2. Think like a criminal to stay one step ahead
Criminals are without qualms when it comes to exploiting others for their own gain. For their schemes to work, offenders ensure that they are flexible and act quickly as situations unfold. Hong Kong’s financial institutions are required by law to continuously monitor emerging fraud and cybersecurity threats and review vulnerabilities to their own infrastructure. Banks are also required to monitor any external providers they work with for vulnerabilities.
Learning how criminals behave and how they think is crucial: this helps anticipate and nullify new threats. Equally, unsuccessful criminal activity is often hugely informative in exposing popular methods and techniques that criminals adopt in different regions. Only by studying the behaviour of criminals can their ways of operating be understood and, ultimately, identified and prevented.
3. Embed zero tolerance for fraud in the corporate culture
Embedding a zero-tolerance approach to fraud should be a priority for senior management and an anti-fraud ethos should be part of a firm’s wider culture.
Positioning fraud beneath this broader umbrella underlines the danger it poses to everyone within a firm.

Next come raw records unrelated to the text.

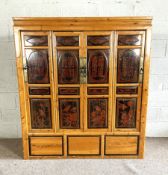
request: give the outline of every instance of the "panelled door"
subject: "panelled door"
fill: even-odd
[[[55,32],[57,129],[138,132],[144,32]]]
[[[139,132],[143,31],[22,32],[30,132]]]
[[[110,131],[112,32],[55,32],[53,45],[57,129]]]
[[[29,132],[54,132],[51,32],[22,32]]]
[[[145,33],[118,31],[115,34],[114,122],[115,131],[138,132]]]

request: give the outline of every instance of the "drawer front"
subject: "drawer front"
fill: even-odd
[[[105,155],[137,155],[138,136],[106,136]]]
[[[100,155],[100,136],[68,136],[68,155]]]
[[[30,155],[63,155],[63,137],[30,137]]]

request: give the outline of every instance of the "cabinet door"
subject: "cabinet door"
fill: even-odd
[[[111,32],[85,32],[87,83],[84,84],[84,129],[111,130]]]
[[[82,85],[80,84],[80,32],[55,32],[54,45],[54,81],[56,90],[57,129],[82,129]]]
[[[23,71],[30,132],[53,132],[53,83],[49,32],[22,32]]]
[[[145,33],[116,33],[115,131],[139,131]]]

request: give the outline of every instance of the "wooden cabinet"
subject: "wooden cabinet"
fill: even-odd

For example, after a data breach in 2019, American bank Capital One’s stock dropped 5%. Fraud affects the whole business, and by educating staff with such examples, the threat of fraud becomes far more vivid; the damage fraud can do to a firm’s profit margins is an excellent way of conveying your message.
Using a company laptop for personal use, or vice versa, for example, is fraught with risk. IT control standards, including identity verification must be as robust as it would have been in the office. Information about risks must be circulated whilst staff adjust to remote working.
A holistic approach is key here: cybercrime must be brought under the financial crime compliance canopy, instead of just credit risk.
Get to grips with fraud
Learning and education is fundamental to overcoming the issues that confront firms in the fight against fraud; without it, none of the statements above can even begin to be addressed. On a senior management level, this can be as simple as setting up email alerts or absorbing the latest reports and publications.
Awareness of fraud risk and a preventive mindset need to come from the senior levels of an organisation. The surest way of engaging the wider workforce in the battle against fraud is to arm yourself with the facts on fraud, recent case studies, and actionable ‘quick wins’ for each member of staff on how to mitigate the threat. This learning must be continual; criminals are unceasing, persistent and sophisticated in their efforts, and firms must be unceasing, persistent and sophisticated in turn, to better equip them to navigate an ever-changing fraud landscape.